I have to admit that when NPR recommended this graphic novel, it did not seem to be something I’d enjoy. If I’m being completely honest, I judged it by the cover, and the cover did not speak to me.
However, I found myself in a situation in which I had nothing else available to read, and so I gave it a shot. The art immediately struck me as oversimplified. Furthermore, the characters were initially completely unlikable while also making ample use of the “f” word. The colors were far too bold. In other words, it did not immediately win me over.
In the beginning, the story focuses on two adults—Patience and Jack. They are truly in love with one another, but both are generally unsuccessful, uncouth, and somewhat rough around the edges. Neither has made great choices in life; Patience has suffered indignation throughout her past; Jack has virtually no motivation.
Soon enough, Patience discovers she’s pregnant. Both are elated, but both are also terrified. They recognize the fact that they are not especially qualified to be parents, but they strive to forge ahead nonetheless.
But then Jack comes home from work to discover Patience has been murdered.
Of course, the authorities pin it on him, but he is eventually found innocent. Jack is devastated. His greatest loves—Patience and the unborn child—have been ripped away from him and cut out of his life. He now has motivation.
The book next skips ahead several decades and we find Jack still searching desperately to find Patience’s killer. Technology has evolved exponentially while society seems to have devolved. We even have a few folks who don’t look entirely human. Jack eventually gains the capability to time travel, and that’s when the book gets really interesting.
I won’t spoil the rest of the graphic novel, but Clowes delivers a story that kept me guessing and impressed me with its originality. I won’t lie to you—I thought I had the ending all figured out, but Clowes managed to surprise me nonetheless.
This is a time travel story, with Jack jumping around quite a bit, and Clowes meticulously endeavors to make every event consequential to the overall plot. Everything plays a role in this story—every action has a reaction. That result may not be immediate, but it invariably happens. I love the commitment to tight storytelling, I love the attention Clowes pays to time travel’s ramifications, and I love that, in the end, his unlikable characters grow into people for whom I deeply care. Clowes also forced me to realize that they were actually the same all along—I am alone at fault for misjudging them.

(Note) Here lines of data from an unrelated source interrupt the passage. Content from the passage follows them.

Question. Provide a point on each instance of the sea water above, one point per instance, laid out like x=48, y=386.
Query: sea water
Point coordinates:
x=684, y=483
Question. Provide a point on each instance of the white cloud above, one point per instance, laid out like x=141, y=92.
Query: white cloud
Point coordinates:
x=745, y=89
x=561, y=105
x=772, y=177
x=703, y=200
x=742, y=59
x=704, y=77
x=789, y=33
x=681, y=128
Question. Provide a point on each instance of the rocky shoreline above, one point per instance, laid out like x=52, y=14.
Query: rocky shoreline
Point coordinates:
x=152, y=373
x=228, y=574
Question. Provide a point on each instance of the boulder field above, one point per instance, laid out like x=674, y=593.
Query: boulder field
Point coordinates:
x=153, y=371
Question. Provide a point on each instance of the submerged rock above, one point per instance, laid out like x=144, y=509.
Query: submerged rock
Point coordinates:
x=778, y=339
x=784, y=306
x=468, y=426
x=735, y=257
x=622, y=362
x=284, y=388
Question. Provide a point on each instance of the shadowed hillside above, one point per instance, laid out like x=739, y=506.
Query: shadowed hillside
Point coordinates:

On that note, the art, which I deplored at first, ultimately won me over. Clowes lines are simple, but his anatomy and perspective are always perfect. His panels are very straightforward, yet if you look hard enough, you find incredible detail in the little things such as books on the shelves or several doorways within the background of an apartment’s interior. His colors are very bright in this book, as you can tell by the cover, but those bright colors work to contradict the dark tale unfolding. Perhaps those colors are simply his style, or perhaps those colors are meant to signify an eternal optimism even amidst the savagery surrounding Patience and Jack. … I could be overthinking that one.

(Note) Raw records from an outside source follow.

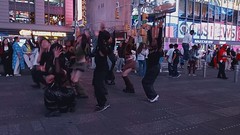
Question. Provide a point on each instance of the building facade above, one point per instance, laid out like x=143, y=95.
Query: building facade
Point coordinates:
x=106, y=11
x=52, y=18
x=214, y=22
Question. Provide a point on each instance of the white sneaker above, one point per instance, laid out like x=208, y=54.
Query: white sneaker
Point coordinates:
x=154, y=100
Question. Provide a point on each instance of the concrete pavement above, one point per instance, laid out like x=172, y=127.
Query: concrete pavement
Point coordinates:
x=187, y=106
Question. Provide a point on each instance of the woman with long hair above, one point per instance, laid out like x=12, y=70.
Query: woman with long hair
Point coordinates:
x=7, y=57
x=18, y=60
x=130, y=64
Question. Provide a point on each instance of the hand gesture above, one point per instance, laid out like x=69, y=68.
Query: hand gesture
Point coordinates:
x=57, y=52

Be aware if you buy this book, there are brief, rather tame, moments of nudity, so you may not want to leave it sitting out for a youngster to grab hold of in the hopes of seeing Batman. There is also a lot of profanity.
Patience surprised me. I’ve never read anything quite like it, and it certainly struck me as completely original especially in regards to its medium. It delivers a love story, a science fiction story, a philosophical take on time and space, a mystery, and a good old tale of revenge. It studies a man who would do anything to save his soul mate and unborn child, a man who believes in the greater good even as he dives into the muck. It also comments on how the past can shape the future, for better and for worse, and how sometimes we need to judge the present less harshly because of that fact. Patience reminds us that we are all a product of what has previously transpired.